"[...] o inóspito, árido e descurado processo encontra-se estreitamente relacionado com as correntes espirituais dos povos e [...] as suas diversas concretizações devem ser incluídas entre os mais importantes testemunhos da cultura" (F. Klein (1902))



24/04/2018

Jurisprudência 2018 (10)


Acção de divisão de coisa comum;
reconvenção


1. O sumário de RL 11/1/2018 (386-15.2T8MFR.L2-8) é o seguinte:

– A acção de divisão de coisa comum segue a forma de processo especial sendo o seu escopo tão só o da divisão da coisa comum com exclusão de qualquer ouro pedido que não este, nomeadamente, créditos.

– Numa acção de divisão de coisa comum, tendo sido prolatado despacho, transitado, que ordenou o prosseguimento da acção nos termos do processo comum, a acção,
ab initio, de divisão de coisa comum convolou-se em acção de declaração comum abrangendo não só o pedido de divisão de coisa comum, como também os pedidos de crédito.

– É admissível o pedido reconvencional numa acção de divisão de coisa comum, no caso de ter sido prolatado despacho, já transitado, que ordenou o seu prosseguimento nos termos do processo comum (declarativa). 

2. Na fundamentação do acórdão alega-se o seguinte: 

Factos com interesse para a decisão constam do extractado supra

Atentas as conclusões do apelante que delimitam, como é regra, o objecto de recurso – arts. 639 e 640 CPC – as questões que cabe decidir consistem em saber se os presentes autos seguem ou não o processo de divisão de coisa comum ou a forma de processo comum de declaração e, se numa acção de divisão de coisa comum, em que foi proferido despacho, já transitado, que determinou que a acção seguiria a forma de processo comum de declaração, é ou não admissível a dedução de pedido reconvencional. 

Vejamos, então.  

Todo aquele que pretende por termo à indivisão de coisa comum requer, no confronto dos demais consortes que, fixadas as respectivas quotas, se proceda à divisão em substância da coisa comum ou à adjudicação ou venda desta, com repartição do respectivo valor, quando a considere indivisível, indicando logo as provas – art. 925 CPC.

Esta acção de divisão de coisa comum segue a forma de processo especial.

No caso das questões suscitadas pelo pedido de divisão não puderem ser decididas sumariamente, o juiz manda seguir os termos, subsequente à contestação, do processo comum – cfr. 926 e sgs.

Daqui se extrai que o escopo e o pedido da acção de divisão de coisa comum é, tão só, a divisão da coisa comum, com exclusão de qualquer outro pedido que não este.

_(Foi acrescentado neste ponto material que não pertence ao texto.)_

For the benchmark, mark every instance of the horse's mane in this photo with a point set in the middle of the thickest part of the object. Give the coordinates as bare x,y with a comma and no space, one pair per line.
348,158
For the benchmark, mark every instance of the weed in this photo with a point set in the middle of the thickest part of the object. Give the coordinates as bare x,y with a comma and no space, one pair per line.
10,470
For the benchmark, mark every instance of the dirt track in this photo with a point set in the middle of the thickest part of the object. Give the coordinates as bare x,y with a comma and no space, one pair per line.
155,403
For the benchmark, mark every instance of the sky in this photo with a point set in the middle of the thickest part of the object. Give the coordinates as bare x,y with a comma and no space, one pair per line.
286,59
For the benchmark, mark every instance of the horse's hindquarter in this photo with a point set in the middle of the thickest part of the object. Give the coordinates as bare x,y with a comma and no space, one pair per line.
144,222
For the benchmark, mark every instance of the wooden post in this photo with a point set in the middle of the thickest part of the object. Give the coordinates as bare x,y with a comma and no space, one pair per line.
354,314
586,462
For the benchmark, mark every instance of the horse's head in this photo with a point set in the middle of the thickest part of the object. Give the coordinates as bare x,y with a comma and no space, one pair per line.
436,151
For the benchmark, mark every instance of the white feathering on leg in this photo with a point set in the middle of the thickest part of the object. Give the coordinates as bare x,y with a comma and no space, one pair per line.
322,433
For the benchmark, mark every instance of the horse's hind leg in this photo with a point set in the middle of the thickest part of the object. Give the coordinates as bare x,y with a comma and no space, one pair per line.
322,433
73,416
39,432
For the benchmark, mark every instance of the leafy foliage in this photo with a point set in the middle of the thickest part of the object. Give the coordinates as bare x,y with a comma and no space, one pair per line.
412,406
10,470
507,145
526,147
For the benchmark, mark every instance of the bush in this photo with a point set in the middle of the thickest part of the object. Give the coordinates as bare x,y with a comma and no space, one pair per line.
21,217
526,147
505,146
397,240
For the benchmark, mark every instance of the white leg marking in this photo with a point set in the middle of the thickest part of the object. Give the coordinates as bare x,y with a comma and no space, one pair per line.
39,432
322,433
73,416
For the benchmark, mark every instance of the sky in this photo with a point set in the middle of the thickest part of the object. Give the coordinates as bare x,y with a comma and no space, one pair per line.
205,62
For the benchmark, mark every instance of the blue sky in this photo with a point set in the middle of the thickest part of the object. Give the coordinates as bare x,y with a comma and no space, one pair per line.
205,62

In casu, a autora/requerente, alegando ser o imóvel indivisível e não querer permanecer na indivisão, pediu que se procedesse à adjudicação ou venda da coisa comum e que, na repartição do respectivo valor, fosse tido em conta um crédito que detinha sobre o réu/requerido, crédito esse proveniente do valor de rendas relativas ao imóvel que foram sendo apropriadas por este, sendo que metade desse valor é de sua pertença (autora).

Por seu turno, o réu reconveio, alegando ter créditos sobre a autora – rendas do imóvel recebidas pela autora à sua revelia e de que aquando da aquisição do imóvel, pagou/entregou mais dinheiro – pediu a entrega desses valores a título de enriquecimento sem causa.

Não obstante a acção em questão ser de divisão de coisa comum e, como tal, os pedidos de crédito formulados pelas partes não caberiam no seu âmbito, certo é que foi prolatado despacho de fls. 47, que ordenou o prosseguimento da acção nos termos do processo comum de declaração, concedendo prazo à autora para replicar.

Ora, este despacho, por não impugnado, transitou em julgado, (caso julgado formal) e, como tal, tem força obrigatória dentro do processo – art. 620 CPC.

Destarte, a acção em questão deixou de ser uma acção de divisão de coisa comum (processo especial) passando a ser uma acção de declaração (comum) que compreende não só o pedido de divisão de coisa comum, mas também outros pedidos, nomeadamente, créditos (cfr. p.i e reconvenção).

Assim, é à luz desta situação singular que se terá que aferir se a reconvenção é ou não admissível.

A reconvenção é admissível quando o pedido do réu emerge do facto jurídico que serve de fundamento à acção ou à defesa; quando o réu se propõe tornar efectivo o direito a benfeitorias ou despesas relativas à coisa entregue que lhe é pedida e quando o réu pretende o reconhecimento de um crédito, seja para obter a compensação, seja para obter o pagamento do valor em que o crédito invocado excede o do autor ou quando o pedido do réu tende a conseguir, em seu benefício, o mesmo efeito jurídico que o autor se propõe obter – cfr. art. 266/2 e alíneas do CPC.

Ora do extractado supra, constata-se que a alínea c) art. citado compreende o pedido formulado pelo réu – reconhecimento de um crédito seja para obter a compensação, seja para obter o valor em que o crédito invocado excede o do autor.

Destarte, a reconvenção é admissível."

3. [Comentário] No momento em que a reconvenção foi deduzida no processo especial de divisão de coisa comum, a mesma não era admissível, dado que o art. 926.º, n.º 1 e 2, CPC não prevê a formulação de um pedido reconvencional pelo demandado. No entanto, com a convolação desse processo de divisão em processo comum (cf. art. 926.º, n,º 3, CPC), pode dizer-se que a reconvenção se tornou admissível. A vantagem em evitar um segundo processo sobre a matéria da reconvenção -- e, portanto, uma das vertentes do princípio da economia processual -- justifica esta solução. 

Contra esta orientação poder-se-ia invocar que, apesar de a tramitação seguir a forma do processo comum, o processo de divisão de coisa comum não deixa de ser um processo especial que não prevê a dedução de reconvenção. É verdade que o processo não se transforma de especial em comum, mas aquela solução seria demasiado formal, dado que daria maior relevância ao nomem do processo do que à sua tramitação concreta.